Cells were washed twice with PBS and lysed in Laemmli sample buffer supplemented with 5% β-mercaptoethanol except for SRSF2 analysis. SRSF2 solubilization required incubation in RIPA buffer supplemented with protease inhibitor cocktail (Sigma-Aldrich, St Quentin, France) during 30 min on ice and under agitation, then samples were centrifuged (14,000 rpm) at 4 °C for 15 min and the supernatant was diluted in Laemmli sample buffer supplemented with 5% β-mercaptoethanol.

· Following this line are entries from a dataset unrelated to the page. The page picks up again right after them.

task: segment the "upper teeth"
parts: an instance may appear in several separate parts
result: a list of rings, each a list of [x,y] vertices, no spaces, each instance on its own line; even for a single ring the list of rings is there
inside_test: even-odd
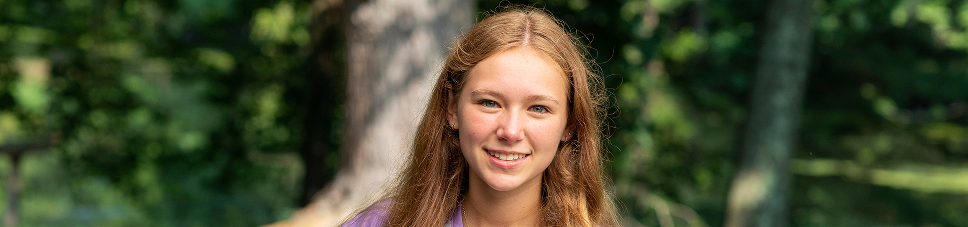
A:
[[[525,156],[528,156],[528,154],[507,154],[507,153],[499,153],[491,150],[488,150],[487,152],[490,153],[491,156],[494,156],[498,159],[504,161],[517,160],[518,158],[523,158]]]

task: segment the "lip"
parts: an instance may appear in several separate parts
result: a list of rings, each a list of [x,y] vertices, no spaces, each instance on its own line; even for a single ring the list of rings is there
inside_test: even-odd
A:
[[[498,159],[495,156],[491,156],[491,154],[488,153],[488,151],[495,151],[495,152],[506,153],[506,154],[528,154],[528,156],[525,156],[523,158],[518,158],[518,159],[512,160],[512,161],[506,161],[506,160]],[[494,165],[494,166],[497,166],[497,167],[502,168],[502,169],[513,169],[515,167],[521,166],[521,164],[525,163],[525,160],[527,160],[528,158],[531,157],[531,155],[529,154],[529,153],[522,153],[522,152],[515,152],[515,151],[508,151],[508,150],[499,150],[499,149],[487,149],[487,148],[484,149],[484,155],[487,155],[488,157],[490,157],[491,165]]]

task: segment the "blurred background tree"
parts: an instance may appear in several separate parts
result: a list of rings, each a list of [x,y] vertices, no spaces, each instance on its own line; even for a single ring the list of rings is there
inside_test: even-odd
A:
[[[723,226],[771,1],[536,2],[476,8],[545,7],[591,48],[625,226]],[[343,156],[347,17],[331,7],[0,0],[0,146],[61,138],[21,157],[20,226],[290,218]],[[968,1],[812,10],[787,223],[968,226]]]

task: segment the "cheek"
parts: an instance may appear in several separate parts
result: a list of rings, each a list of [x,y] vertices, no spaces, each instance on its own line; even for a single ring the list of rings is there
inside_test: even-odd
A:
[[[494,119],[488,114],[473,111],[464,111],[458,113],[458,118],[461,123],[458,133],[460,134],[459,140],[462,146],[478,145],[492,134],[490,132],[494,128]]]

The samples were subjected to sonication prior to loading into 10% sodium dodecyl sulphate (SDS)-polyacrylamide gels. The proteins were transferred to polyvinylidene fluoride (PVDF) membranes and probed using specific antibodies against CUG-BP1 (3B1, sc-20003, Santa-Cruz, Heidelberg, Germany), DAZAP1 (gift from F. Pagani, Trieste, Italy), DDX5 (ab10261, Abcam, Paris, France), DDX17 (ab24601, Abcam), hnRNPA1 (4B10, sc-32301, Santa-Cruz, Heidelberg, Germany), hnRNPA2/B1 (DP3B3, sc-32316, Santa-Cruz), MBNL1 (MB1a, gift from G. Morris, CIND, Oswestry, UK) [59], PTBP1 (PTB-NT 4856) and RBFOX1 (1D10) (gifts from Dr D. Black, UCLA, LA, USA), QKI (A300-183A, Bethyl, Hamburg, Germany), RBFOX2 (A300-864A, Bethyl, Hamburg, Germany), RBM4 (E-3, sc-373852, Santa-Cruz, Heidelberg, Germany), SRSF1 (32-4500, Thermo Fischer Scientific, Illkirch, France), SRSF2 (PA5-12402, Thermo Fischer Scientific, Illkirch, France), TDP-43 (G400, Ozyme, Saint-Cyr-l’École, France). Anti-ß-Tubulin (AA2, Millipore, Molsheim, France) was used as loading control. The blots were developed using an enhanced chemiluminescence (ECL) kit (Pierce, Rockford, IL, USA). For gene expression analysis during myogenic differentiation, antibodies against dystrophin (MAB1694, Millipore, Molsheim, France) and fast skeletal myosin (My-32, Sigma-Aldrich, St Quentin, France) were used.

4.6. Microarray Analyses

For microarray analysis, total RNA samples from three human skeletal muscles (Myobank 20316, Clontech ref#636534, lots #1404229A and #1406360A) and three biological replicates of C25Cl48 cells differentiated at day three were processed, hybridized on a GeneChip® Human Gene 2.0 ST Array, scanned, and quantified at the Affymetrix Service Provider and Core Facility, KFB—Center of Excellence for Fluorescent Bioanalytics (University of Regensburg, Regensburg, Germany; www.kfb-regensburg.de).